AWS Compute Blog

Setting up AWS PrivateLink for Amazon ECS, and Amazon ECR

Amazon ECS and Amazon ECR now have support for AWS PrivateLink. AWS PrivateLink is a networking technology designed to enable access to AWS services in a highly available and scalable manner. It keeps all the network traffic within the AWS network. When you create AWS PrivateLink endpoints for ECR and ECS, these service endpoints appear as elastic network interfaces with a private IP address in your VPC.

Before AWS PrivateLink, your Amazon EC2 instances had to use an internet gateway to download Docker images stored in ECR or communicate to the ECS control plane. Instances in a public subnet with a public IP address used the internet gateway directly. Instances in a private subnet used a network address translation (NAT) gateway hosted in a public subnet. The NAT gateway would then use the internet gateway to talk to ECR and ECS.

Now that AWS PrivateLink support has been added, instances in both public and private subnets can use it to get private connectivity to download images from Amazon ECR. Instances can also communicate with the ECS control plane via AWS PrivateLink endpoints without needing an internet gateway or NAT gateway.

 

This networking architecture is considerably simpler. It enables enhanced security by allowing you to deny your private EC2 instances access to anything other than these AWS services. That’s assuming that you want to block all other outbound internet access for those instances. For this to work, you must create some AWS PrivateLink resources:

  • AWS PrivateLink endpoints for ECR. This allows instances in your VPC to communicate with ECR to download image manifests
  • Gateway VPC endpoint for Amazon S3. This allows instances to download the image layers from the underlying private Amazon S3 buckets that host them.
  • AWS PrivateLink endpoints for ECS. These endpoints allow instances to communicate with the telemetry and agent services in the ECS control plane.

This post explains how to create these resources.

Create an AWS PrivateLink interface endpoint for ECR

ECR requires two interface endpoints:

  • com.amazonaws.region.ecr.api
  • com.amazonaws.region.ecr.dkr

In the VPC console, create the interface VPC endpoints for ECR using the endpoint creation wizard. Choose AWS services and select an endpoint. Substitute your AWS Region of choice.

Next, specify the VPC and subnets to which the AWS PrivateLink interface should be added. Make sure that you select the same VPC in which your ECS cluster is running. To be on the safe side, select every Availability Zone and subnet from the list. Each zone has a list of the subnets available. You can select all the subnets in each Availability Zone.

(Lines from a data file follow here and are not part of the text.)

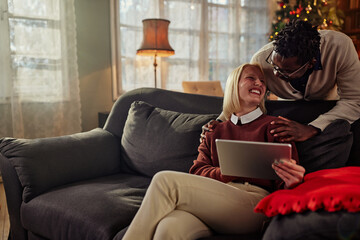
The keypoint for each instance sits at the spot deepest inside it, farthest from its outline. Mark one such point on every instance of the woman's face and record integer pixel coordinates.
(251, 86)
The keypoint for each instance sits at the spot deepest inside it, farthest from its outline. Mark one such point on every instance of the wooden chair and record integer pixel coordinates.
(212, 88)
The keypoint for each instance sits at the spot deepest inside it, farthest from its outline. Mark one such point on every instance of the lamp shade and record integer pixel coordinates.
(155, 39)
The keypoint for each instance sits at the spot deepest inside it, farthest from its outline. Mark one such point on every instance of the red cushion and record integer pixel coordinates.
(330, 190)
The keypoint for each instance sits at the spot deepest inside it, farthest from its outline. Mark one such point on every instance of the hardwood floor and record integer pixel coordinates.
(4, 217)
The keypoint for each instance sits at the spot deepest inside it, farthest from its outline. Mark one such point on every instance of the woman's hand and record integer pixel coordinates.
(208, 127)
(290, 172)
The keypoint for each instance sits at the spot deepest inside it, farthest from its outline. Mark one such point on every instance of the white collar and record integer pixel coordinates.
(249, 117)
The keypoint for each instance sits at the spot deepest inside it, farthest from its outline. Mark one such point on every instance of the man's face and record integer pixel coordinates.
(287, 68)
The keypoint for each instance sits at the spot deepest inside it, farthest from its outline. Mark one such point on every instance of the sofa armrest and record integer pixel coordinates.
(13, 190)
(45, 163)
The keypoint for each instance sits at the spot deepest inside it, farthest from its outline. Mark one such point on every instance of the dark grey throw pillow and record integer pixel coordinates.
(330, 149)
(314, 226)
(155, 139)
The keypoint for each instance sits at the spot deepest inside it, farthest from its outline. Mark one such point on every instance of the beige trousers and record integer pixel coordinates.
(185, 206)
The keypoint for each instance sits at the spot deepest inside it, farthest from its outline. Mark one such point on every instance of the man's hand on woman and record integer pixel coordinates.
(208, 127)
(292, 131)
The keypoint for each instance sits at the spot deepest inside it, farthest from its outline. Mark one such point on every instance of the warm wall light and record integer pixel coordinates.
(155, 40)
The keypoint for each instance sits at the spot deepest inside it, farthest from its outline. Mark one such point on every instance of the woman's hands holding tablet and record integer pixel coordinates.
(290, 172)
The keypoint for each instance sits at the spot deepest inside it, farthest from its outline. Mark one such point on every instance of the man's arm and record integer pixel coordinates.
(348, 82)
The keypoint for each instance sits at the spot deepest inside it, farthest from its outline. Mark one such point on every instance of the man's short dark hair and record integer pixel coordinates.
(298, 39)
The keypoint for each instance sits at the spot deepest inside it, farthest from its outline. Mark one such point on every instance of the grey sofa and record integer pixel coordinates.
(89, 185)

However, depending on your networking needs, you might also choose to only enable the AWS PrivateLink endpoint in your private subnets from each Availability Zone. Let instances running in a public subnet continue to communicate with ECR via the public subnet’s internet gateway.

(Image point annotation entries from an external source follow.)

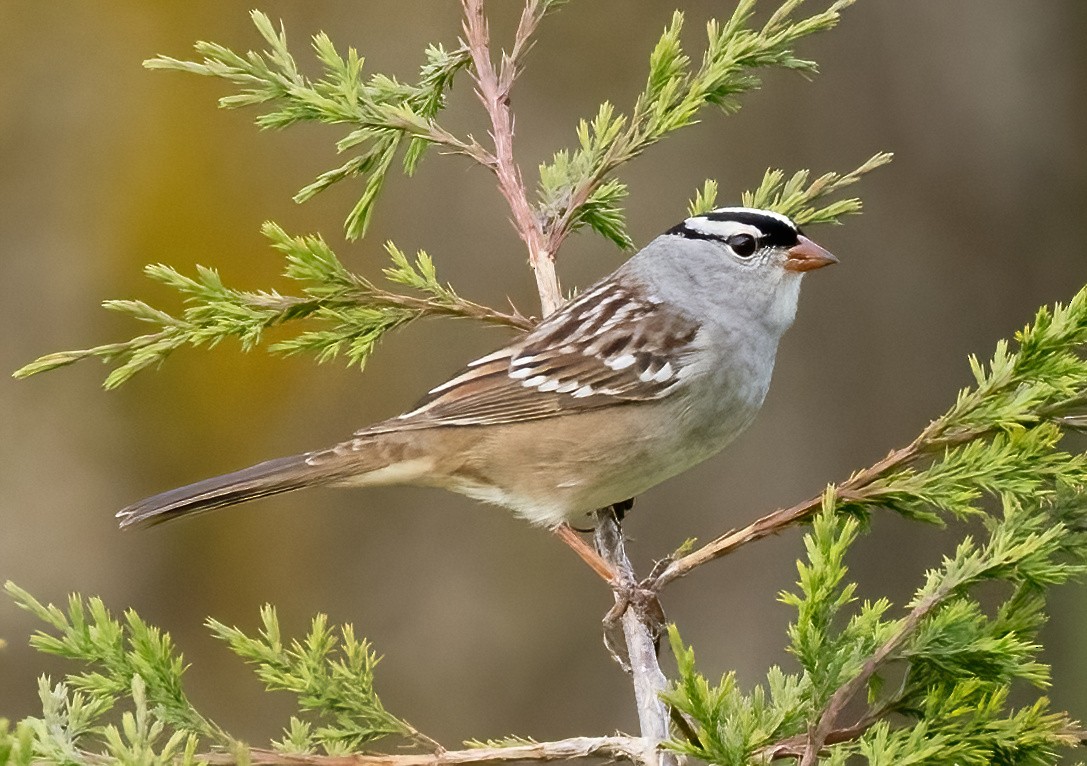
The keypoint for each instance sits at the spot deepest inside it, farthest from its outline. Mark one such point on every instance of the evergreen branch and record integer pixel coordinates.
(674, 95)
(353, 312)
(122, 652)
(492, 87)
(333, 676)
(960, 661)
(794, 197)
(382, 112)
(628, 749)
(998, 438)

Next, enable Private DNS Name, which is required for the endpoint.

com.amazonaws.region.ecr.dkr.

A private hosted zone enables you to access the resources in your VPC using the Amazon ECR default DNS domain names. You don’t need to use the private IPv4 address or the private DNS hostnames provided by Amazon VPC endpoints. The Amazon ECR DNS hostname that the AWS CLI and Amazon ECR SDKs use by default (https://api.ecr.region.amazonaws.com) resolves to your VPC endpoint.

If you enabled a private hosted zone for com.amazonaws.region.ecr.api and you are using an SDK released before January 24, 2019, you must specify the following endpoint when using an SDK or the AWS CLI. Use the following command:

aws --endpoint-url https://api.ecr.region.amazonaws.com

If you don’t enable a private hosted zone, use the following command:

aws --endpoint-url https://VPC_Endpoint_ID.api.ecr.region.vpce.amazonaws.com ecr describe-repositories

If you enabled a private hosted zone and you are using the SDK released on January 24, 2019 or later, use the following command:

aws ecr describe-repositories

Lastly, specify a security group for the interface itself. This is going to control whether each host is able to talk to the interface. The security group should allow inbound connections on port 443 from the instances in your cluster.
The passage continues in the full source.